In October 2015 Housing Opportunities, Inc. (HOI) partnered with the City of Great Bend to submit a grant application to Kansas Housing Resources Corporation for down payment and closing cost assistance to aid seven moderate income families to build new homes in Great Bend.
The application requested $25,000 for each of the seven families for a total request of $175,000. In the grant application HOI included letters of interest from five local families and eleven supportive local businesses. In January the City of Great Bend and HOI were notified their application was approved. HOI is now working with the first five families on loan applications and approval in order to start construction this summer. If the Neighborhood Revitalization Tax Rebate Program is approved the homebuilders could receive an additional $20,000 back over a ten year period too.
HOI has seven lots on 31st Street just east of Washington Street and available house plans ranging from 1,098 to 1,250 square feet with three bedrooms and two bathrooms on the main floor. Each home has an attached two car garage, open living area and given the households loan availability, a full basement. The estimated construction cost of the homes is $175,000 before the $25,000 down payment and closing cost assistance. The lot cost will be between six and eight thousand. HOI’s on-staff General Contractor will manage the construction. Since 1999 HOI has built 15 rental properties in six Central Kansas communities with 192 rental apartments and single family homes as well as 54 single family homeownership homes in Great Bend and three in Larned between 2000 and 2006.
HOI is planning a meeting with the first five families on March 15, and encourages all others interested to contact their office at 620-792-3299 for information on how to be a participant and receive the remaining $25,000 down payment and closing cost funds.
In 2012, Kansas Housing Resources Corporation, created the Moderate Income Housing (MIH) Program after the Kansas Legislature allocated $2 million to the State Housing Trust Fund to support additional housing efforts. Many cities, counties and employers, were looking for housing funds to serve higher income level households than those served by the Low Income Housing Tax Credit Program, now 30 years old. Since that time, the Legislature has allocated an additional $2 million each year to support these moderate income housing activities.

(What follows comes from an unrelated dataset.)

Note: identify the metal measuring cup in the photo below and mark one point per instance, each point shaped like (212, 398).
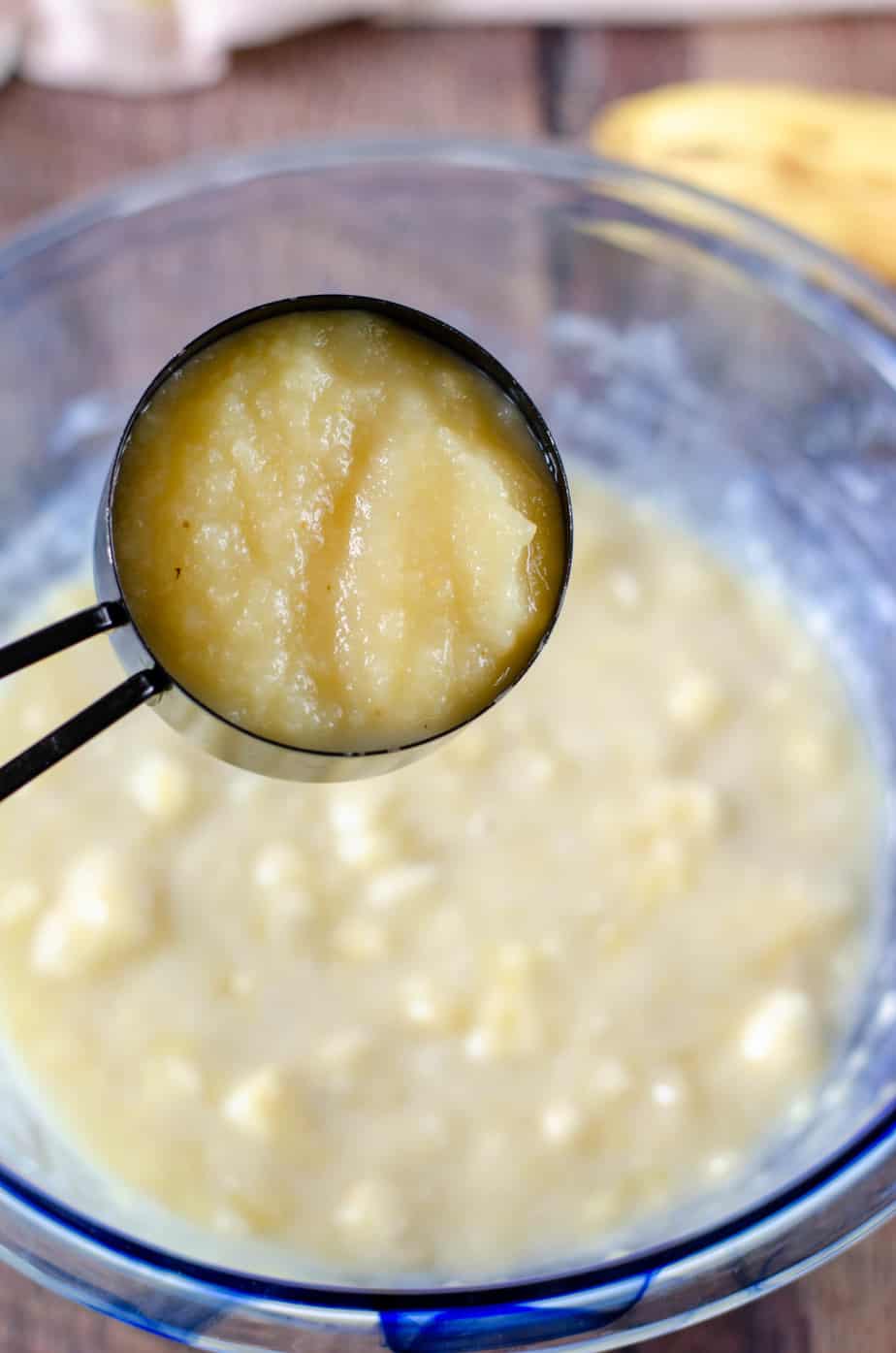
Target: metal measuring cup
(147, 682)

The MIH Program was created to serve households that cannot afford market-rate housing, but don’t qualify for federal housing assistance. The funding is awarded to cities and counties with populations of less than 60,000 for multi-family rental units, single-family for-purchase homes, water, sewer and street extensions, rehabilitation of unsafe or dilapidated vacant housing, and down-payment and closing cost assistance to homebuyers. From 2012 to 2014 there have been 26 funding awards in 24 counties.